Severe damage was caused to fiberglass vessels and piping. Electrical cables were damaged by debris. No injuries or emissions occurred.

Incident analysis

Hydrogen is produced as a co-product in the chlor-alkali process. Hydrogen and chlorine react explosively at a certain ratio. A number of contributing factors were revealed;

• Hydrogen had mixed with chlorine due to torn membranes.
• The mixture could rise to an explosive ratio.
• Operators did not detect, or did not react, to torn membranes, despite a number of signs being evident.
• Pressure fluctuations, causing ‘tears’, were not detected or not acted on.
• Seal tank to emergency scrubber.
• Empty seal, and faulty level transmitter.
• Explosion limit meter could not work properly due to lines under vacuum.
• Operator discipline was lacking.
• Poor communication from supplier of new technology.
• Operational and maintenance differences were insufficiently understood or planned for.

Incorrect assumptions

Management and operators had assumed that the old and new technology risk was low, due to operating a chlor alkali plant for 17 years. The recent modification was in replacing outdated electrolysers with modern electrolysers, incorporating activated nickel cathodes, two years ago.

Operators treated the new plant the same as the old plant. Membrane tears on older technology did not cause explosions.

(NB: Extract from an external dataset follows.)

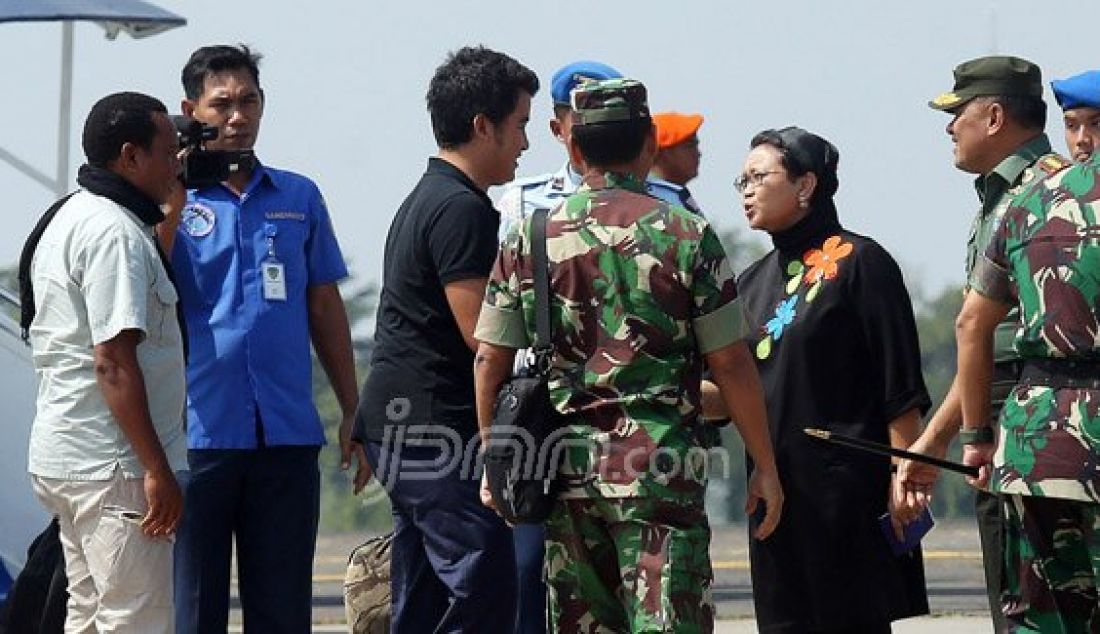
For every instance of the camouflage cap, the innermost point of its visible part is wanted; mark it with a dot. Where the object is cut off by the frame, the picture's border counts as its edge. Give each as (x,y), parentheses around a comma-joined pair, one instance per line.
(997,75)
(609,100)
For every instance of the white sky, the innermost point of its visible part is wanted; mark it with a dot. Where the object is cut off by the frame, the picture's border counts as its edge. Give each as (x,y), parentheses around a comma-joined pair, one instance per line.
(345,84)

Both types of electrolysers look and operate similarly and their P&I diagrams look nearly the same. A technology study had concluded on inherent safety of the older technology, and it was noted merely that the new technology performed significantly better.

Incident damage and loss

Damage occurred to piping, tanks, and filter unit. Electrical cables were shorted due to debris. There was damage to electrical gear, and a pressure wave in lines. There was damage to piping and nozzles in units downstream of the explosion, and production losses.

Preventive measures

An incident investigation team recommended these preventive measures;
• Study implications of the new technology.
• Retrain all disciplines on site.
• Prevent and reduce membrane tears from pressure fluctuation.
• Prevent trips from various sources.
• Revise procedures.
• Revise ramp down sequences.
• Install stronger membranes.
• Detect pressure fluctuations and tears.
• Monitor pressures continuously, linked to specific alarms.
• Add hydrogen monitors closer to electrolysers.
• Continuously measure online voltage.
• Install an extra layer of protection on seal tank.
• Change seal tank layout.


Operators were advised to study major and minor technology changes, and not assume assurance by suppliers or assumptions of ‘standard’ installation or operation.

Plant hazard operability studies (Hazops), assessments, and Hazan re-assessments should be done at regular intervals.

Chemicals operators should maintain discussion groups on their major products and hazards.

PHOTO; Hydrogen and chlorine react explosively at a certain ratio. Severe damage was caused to fiberglass vessels and piping. Electrical cables were damaged by debris.